Histological analysis of lung
The lung samples of mice were immersed in 4% paraformaldehyde (PFA) at 4°C overnight for fixation. Fixed samples were dehydrated in graded ethanol and embedded in paraffin. Then, the paraffin samples were cut into sections (5 μm), which were stained with hematoxylin and eosin.
Count of bacteria CFUs
Bacteria CFUs in mouse lungs were counted as previously reported [29]. Briefly, mouse lungs were homogenized in PBS and diluted to appropriate concentrations. 100 μL solution was inoculated on Martin's broth agar, LB broth agar, or THB broth agar and incubated at 37°C for 24 h. Then, colony numbers were counted. Bacterial CFUs were normalized to the weight of the lungs. For the count of E. coli culture in vitro, E. coli and fecal metabolites or C. albicans culture supernatant were cocultured in 37°C for 12 h. One hundred microliter solution of appropriate concentration was inoculated on eosin‐methylene blue agar. After incubation at 37°C for 24 h, colony numbers were counted.
Enzyme‐linked immunosorbent assay (ELISA)
Inflammatory cytokines including IL‐1β, TNF‐α, IL‐6, IL‐12, IFN‐γ, and IL‐17 in the serum and lung lysates of mice, and IL‐1β and TNF‐α in the culture supernatants of cells were measured by commercial kits according to the instruction.
RT‐qPCR analysis
Total RNA from the lung was extracted using Tissue RNA Purification Kit PLUS (EZBioscience) and quantified using Nanodrop 2000. It was reverse‐transcribed to cDNA using Color Reverse Transcription Kit (EZBioscience) and then mixed with SYBR Green (EZBioscience) for RT‐qPCR analysis on the Quant Studio 6 Real‐Time PCR System (Thermo Fisher Scientific). The data were counted through the 2−ΔΔCt method using β‐actin for normalization. Genomic DNA was extracted from lung, blood, and feces in accordance with the protocol of Biospin whole blood/cell/tissue genomic DNA Extraction kit (BIOER) or TIANamp stool DNA kit (Tiangen), and quantified with Nanodrop 2000. RT‐qPCR was performed using SuperReal PreMix (Probe) (Tiangen) on the Quant Studio 6 Real‐Time PCR System (Thermo Fisher Scientific).
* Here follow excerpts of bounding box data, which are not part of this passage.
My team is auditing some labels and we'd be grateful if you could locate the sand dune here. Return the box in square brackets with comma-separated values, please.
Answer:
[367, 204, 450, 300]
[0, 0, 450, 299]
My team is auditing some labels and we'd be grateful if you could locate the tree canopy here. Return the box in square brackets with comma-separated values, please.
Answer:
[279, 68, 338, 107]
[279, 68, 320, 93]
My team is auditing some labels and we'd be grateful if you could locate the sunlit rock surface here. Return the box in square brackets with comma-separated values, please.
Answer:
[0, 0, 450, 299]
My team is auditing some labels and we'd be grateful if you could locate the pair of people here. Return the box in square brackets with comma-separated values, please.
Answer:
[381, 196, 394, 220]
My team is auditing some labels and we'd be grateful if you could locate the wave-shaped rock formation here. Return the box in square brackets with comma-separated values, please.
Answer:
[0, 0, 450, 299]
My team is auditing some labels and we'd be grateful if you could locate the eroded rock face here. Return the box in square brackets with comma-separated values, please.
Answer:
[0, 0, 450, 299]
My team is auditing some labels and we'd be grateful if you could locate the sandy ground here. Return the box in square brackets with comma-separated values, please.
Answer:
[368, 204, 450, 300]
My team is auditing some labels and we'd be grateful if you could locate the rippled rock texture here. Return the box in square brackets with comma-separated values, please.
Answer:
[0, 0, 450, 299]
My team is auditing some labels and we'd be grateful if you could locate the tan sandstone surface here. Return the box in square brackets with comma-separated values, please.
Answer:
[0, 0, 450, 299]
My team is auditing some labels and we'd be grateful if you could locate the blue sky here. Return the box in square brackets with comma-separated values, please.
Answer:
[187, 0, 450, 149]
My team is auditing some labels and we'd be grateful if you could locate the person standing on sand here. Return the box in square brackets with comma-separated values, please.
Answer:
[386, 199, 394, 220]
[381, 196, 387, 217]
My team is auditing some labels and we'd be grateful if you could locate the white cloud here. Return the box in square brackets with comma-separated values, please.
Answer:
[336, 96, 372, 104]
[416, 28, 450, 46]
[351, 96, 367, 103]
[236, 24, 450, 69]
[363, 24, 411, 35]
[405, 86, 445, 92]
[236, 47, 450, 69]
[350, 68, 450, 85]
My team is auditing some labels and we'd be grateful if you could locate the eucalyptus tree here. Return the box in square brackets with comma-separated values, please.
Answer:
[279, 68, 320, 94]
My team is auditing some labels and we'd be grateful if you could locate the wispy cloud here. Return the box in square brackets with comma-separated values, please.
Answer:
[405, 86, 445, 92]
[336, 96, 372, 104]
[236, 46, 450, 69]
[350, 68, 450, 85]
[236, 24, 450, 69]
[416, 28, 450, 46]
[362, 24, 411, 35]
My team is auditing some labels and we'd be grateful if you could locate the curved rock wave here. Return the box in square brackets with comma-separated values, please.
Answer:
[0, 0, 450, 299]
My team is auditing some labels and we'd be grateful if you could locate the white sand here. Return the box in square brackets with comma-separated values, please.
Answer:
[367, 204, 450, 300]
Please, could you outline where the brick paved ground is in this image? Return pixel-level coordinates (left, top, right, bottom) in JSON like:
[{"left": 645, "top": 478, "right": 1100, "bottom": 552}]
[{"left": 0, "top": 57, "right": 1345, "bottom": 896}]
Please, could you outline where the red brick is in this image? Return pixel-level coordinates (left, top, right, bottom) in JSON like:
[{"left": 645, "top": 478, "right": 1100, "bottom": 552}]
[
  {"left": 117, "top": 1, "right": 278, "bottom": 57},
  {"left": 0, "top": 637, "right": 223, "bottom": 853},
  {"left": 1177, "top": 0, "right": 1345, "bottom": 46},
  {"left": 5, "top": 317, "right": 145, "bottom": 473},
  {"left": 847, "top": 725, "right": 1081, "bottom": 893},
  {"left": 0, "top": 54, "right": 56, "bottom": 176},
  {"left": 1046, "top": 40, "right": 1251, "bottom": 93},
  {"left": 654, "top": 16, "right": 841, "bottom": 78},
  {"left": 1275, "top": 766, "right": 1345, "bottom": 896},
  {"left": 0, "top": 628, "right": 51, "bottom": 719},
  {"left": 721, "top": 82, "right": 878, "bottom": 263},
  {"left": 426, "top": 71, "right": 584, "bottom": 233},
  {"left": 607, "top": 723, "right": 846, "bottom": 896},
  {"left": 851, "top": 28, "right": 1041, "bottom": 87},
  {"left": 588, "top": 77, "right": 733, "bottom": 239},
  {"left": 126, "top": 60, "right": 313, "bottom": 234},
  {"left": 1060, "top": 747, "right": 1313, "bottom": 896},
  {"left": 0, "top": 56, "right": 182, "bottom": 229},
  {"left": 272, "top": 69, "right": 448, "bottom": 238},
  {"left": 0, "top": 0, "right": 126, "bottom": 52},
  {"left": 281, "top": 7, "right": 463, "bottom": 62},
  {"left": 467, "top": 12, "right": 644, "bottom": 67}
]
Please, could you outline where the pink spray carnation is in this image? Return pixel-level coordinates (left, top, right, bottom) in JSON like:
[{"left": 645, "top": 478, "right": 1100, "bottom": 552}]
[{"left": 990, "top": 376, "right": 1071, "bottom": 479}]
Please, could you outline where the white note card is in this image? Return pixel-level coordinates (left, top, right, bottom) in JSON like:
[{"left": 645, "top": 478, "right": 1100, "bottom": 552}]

Taking each gram tissue as the detection unit, the copy of E. coli was calculated according to the CT value and standard curve, and the copy of E. coli was converted into logarithm statistical analysis. The primers and probes are listed in Table S1.
Immunofluorescence
For cell immunofluorescence staining, cells were immersed in 4% PFA for 30 min at room temperature for fixation and blocked with QuickBlock™ Blocking Buffer (Beyotime) for 30 min at room temperature. Then, cells were incubated with primary antibodies at 4°C overnight and secondary antibodies for 1 h at room temperature. Finally, cells were stained with DAPI (Beyotime), mounted, and viewed using a confocal fluorescence microscope (Zeiss). For tissue immunofluorescence staining, fresh lungs were fixed with 4% PFA for 24 h and embedded in paraffin, which were cut into sections. Tissue sections were washed sequentially in xylene and graded ethanol solutions and then hydrated in ddH2O, and were boiled in citrated buffer for 10 min for antigen retrieval. Tissue sections were blocked with 5% bovine serum albumin (BSA) at 4°C overnight, incubated with primary and secondary antibodies, stained using DAPI, mounted, and viewed consistent with cell immunofluorescence staining.
Flow cytometry
Mouse lungs were used to prepare single‐cell suspension and stain with Live/dead kit distinguishing live or dead cells. Cells were stained with the surface marker of CD45 and selected CD45+ cells for the following experiments. CD45+ cells were stained with T cell surface markers of CD3, CD4, CD8; or NK cell and Macrophage surface markers of F4/80, CD3, NK1.1, Ly6G, Ly6C, CD11c, CD11b; or ILC surface markers of CD127, Lin, CD25. Then cells were either fixed or cell stained with T cell intracellular markers of T‐bet, RORγt, FoxP3, GATA3, or ILC intracellular marker of GATA3. All antibodies are listed in the Table S1 Key resource table. Flow cytometry was performed on an LSRFortessa (BD Biosciences) and data were analyzed using the FlowJo Software.
RNA‐Seq analysis
NovoGene conducted RNA extraction, verified quality, prepared libraries, and performed sequencing. Simply, clean data were obtained by filtering low‐quality reads from raw data and mapped to the reference genome. Differential expression analysis was carried out using DESeq2. GO, and KEGG pathway enrichment analysis of the DEGs (Fold Change > 1; Padj < 0.05) were performed.
Western blot analysis
The lung and cell samples were lysed with RIPA Lysis Buffer (Beyotime). Protein concentration was determined using the BCA protein assay kit (Beyotime), and an equal amount of protein was loaded for sodium dodecyl sulphate‐polyacrylamide gel electrophoresis. Then, proteins were transferred from the gel to polyvinylidene difluoride membranes. Membranes were blocked with 5% nonfat powdered milk (Beyotime), incubated with primary and secondary antibodies, and visualized using a chemiluminescent reagent. Quantification of signal optical density on the film was quantified by ImageJ software.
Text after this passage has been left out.